If you ask any person you know the simple question, What is the fondest memory of childhood you have? it s guaranteed every person will stop to think. Each and every one of us all have special memories from our past, no matter how trivial; that s because memories are a large part of everyone character. Some people can remember back to their first steps, or even further, depending on how much of an impact that memory made in their mind.
Memories are without a doubt, part of every person s lives and can not be denied, even if they can be disproven.

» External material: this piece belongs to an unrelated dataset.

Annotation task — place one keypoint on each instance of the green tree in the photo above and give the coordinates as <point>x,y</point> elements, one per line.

Our memories and what make each of us individuals in our society as a whole, and it is our memories that shape our future.
E.B. White wrote an essay entitled Once More to the Lake. The entire essay is built upon the memory of his childhood trip to a lake with his father, and the experiences that he undertook while there.
However, the entire process of recalling his memories are all triggered by current events when he takes his own son there so that he may get the same effect from the lake that he once did. White goes on about his joyous arrivals to the lake filled with excitement and noise, but is oddly enough calm and serene this time around. White attributes this to the passage of time and the modernization of the country. All his childhood memories from that point on are all re-enacted through his son, with a few changes due to the passage of time.
Every memory however that White recalls upon is ones of fondness and satisfaction. White demonstrates human nature to cling to past experiences that later effect at least one event of your future, however tainted his past realities have become.
While Whites essay deals with discrepancies being credited to the change in time, Stephen Jay Gould blames the human mind itself. Gould wrote Muller Bros. Moving & Storage , a very verbose essay on that very topic. In the beginning of his essay he travels back to the time when he was a child and walking along with his grandfather. Gould remembers, very distinctly, many events that partook in his strolls with his grandfather. He even mentioned, with precise detail, the area his memory took place and even to what his grandfather wore. Later on in his essay, Gould also goes into detail about one of his cross-country trips with his father. He remembers with great admiration of Devils Tower. How this huge mound of rocks looked miniscule from a distance and then grew with such animosity into a plateau that would rival Mount Olympus in his eyes. All these memories Gould held sacred about his past. In later years though he went back to visit his thoughts, only to find that they did not happen how he remembered. In fact, there were many ends of his story that unraveled. Either by combining his memory with another or simply filling a hole in his memory with a popular item that sticks out in his mind.
Gould tells his readers all this with one purpose in mind, to inform the reader that our memories can not be trusted. That our mind gets fulfillment in tricking ourselves into believing that something took place that never really did. None the less he holds onto his memories for the same reason that we all do. Memories our what makes our past, and our past is what builds our future.
Although both authors wrote on the same topic, the overall point that each reaches are entirely different. It is the difference in point that proves mine however. Each cling to their past memories and hold them to be true with each day that passes. Neither author excepts that their memory never took place, and neither would anyone else. Weather or not a memory has taken place, it still effects its owner. Some memories might have trivial effects such as a simple superstition for everyday events or some might have lasting effects that pierce ones mind and dramatically influence they interactions with the social world. No matter how often a person might learn that a small detail in their memory is not how they remembered it, they will still none the less cling to their original memory.